At AWS, we encourage you to use automation to help quickly detect and respond to security events within your AWS environments. In addition to increasing the speed of detection and response, automation also helps you scale your security operations as you expand your workloads running on AWS. For these reasons, security automation is a key principle outlined in both the Well-Architected and Cloud Adoption frameworks as well as in the AWS Security Incident Response Guide.
In this blog post, you’ll learn to implement automated security response mechanisms within your AWS environments. This post will include common patterns, implementation considerations, and an example solution. Security response automation is a broad topic that spans many areas. The goal of this blog post is to introduce you to core concepts and help you get started.
A word from our lawyers: Please note that you are responsible for making your own independent assessment of the information in this post. This post: (a) is for informational purposes only, (b) represents current AWS product offerings and practices, which are subject to change without notice, and (c) does not create any commitments or assurances from AWS and its affiliates, suppliers, or licensors.
What is security response automation?
Security response automation is a planned and programmed action taken to achieve a desired state for an application or resource based on a condition or event. When you implement security response automation, you should adopt an approach that draws from existing security frameworks. Frameworks are published materials which consist of standards, guidelines, and best practices in order help organizations manage cybersecurity-related risk. Using frameworks helps you achieve consistency and scalability and enables you to focus more on the strategic aspects of your security program. You should work with compliance professionals within your organization to understand any specific security frameworks that may also be relevant for your AWS environment.
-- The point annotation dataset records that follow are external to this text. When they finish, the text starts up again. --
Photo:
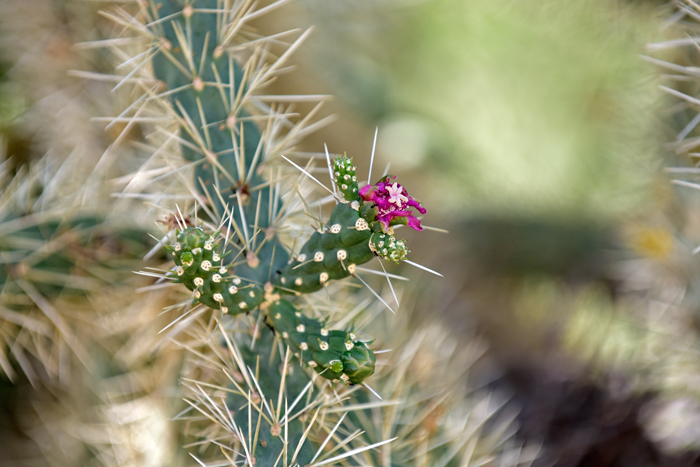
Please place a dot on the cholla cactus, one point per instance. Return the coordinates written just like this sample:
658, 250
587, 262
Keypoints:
216, 143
Our example solution is based on the NIST Cybersecurity Framework (CSF), which is designed to help organizations assess and improve their ability to prevent, detect, and respond to security events. According to the CSF, “cybersecurity incident response” supports your ability to contain the impact of potential cybersecurity incidents. Although automation is not a CSF requirement, automating responses to events enables you to create repeatable, predictable approaches to monitoring and responding to threats.
The five main steps in the CSF are identify, protect, detect, respond and recover. We’ve expanded the detect and respond steps to include automation and investigation activities.
The following definitions for each step in the diagram above are based on the CSF but have been adapted for our example in this blog post. Although we will focus on the detect, automate and respond steps, it’s important to understand the entire process flow.
- Identify: Identify and understand the resources, applications, and data within your AWS environment.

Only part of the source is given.